APOSTASY IN AMERICA. Friday Church News Notes, December 21, 2001 (David W. Cloud, Fundamental Baptist Information Service, P.O. Box 610368, Port Huron, MI 48061, 866-295-4143, fbns@wayoflife.org) Throughout much of the world America is considered a "Christian nation." Recently a Hindu man in South Asia asked me if "all Americans are Christians." Hardly! A majority of Americans claim to be Christian, but very few give biblical evidence of regeneration. A Barna survey which was done following the September 11 terrorist attacks gives shocking evidence of this. Only two in 10 adults claim to believe in "absolute moral truth." Twenty-five percent of the Americans surveyed said they found moral guidance "in their feelings." Only 13 percent based their moral decisions on the Bible. Even that is probably an exaggeration.

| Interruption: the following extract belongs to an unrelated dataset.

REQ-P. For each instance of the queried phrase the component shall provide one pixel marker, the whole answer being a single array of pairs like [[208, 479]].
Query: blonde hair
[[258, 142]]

FBI AND CIA EMPLOYING OCCULTIC PRACTICES? Friday Church News Notes, December 21, 2001 (David W. Cloud, Fundamental Baptist Information Service, P.O. Box 610368, Port Huron, MI 48061, 866-295-4143, fbns@wayoflife.org) Prudence Calabrese, owner of TransDimensional Systems, claims that the United States government has signed a contract with her company to employ "remote viewers" in their anti-terrorism efforts. Remote viewing is an occultic practice of visualizing the location of distant objects. The CIA conducted experiments with psychic viewing at Standard Research Institute until 1995. God's Word forbids man's age-old attempts to reach beyond the limitations of his five physical senses through psychic means. In the Old Testament, it was called "divining" and was condemned in Deut. 18:10-11 and in other Scriptures. An article in WorldNetDaily for Dec. 17 notes that well-known remote viewer Ed Dames falsely predicted that by this date there would be a worldwide financial collapse and that Eastern Europeans would be eating human flesh.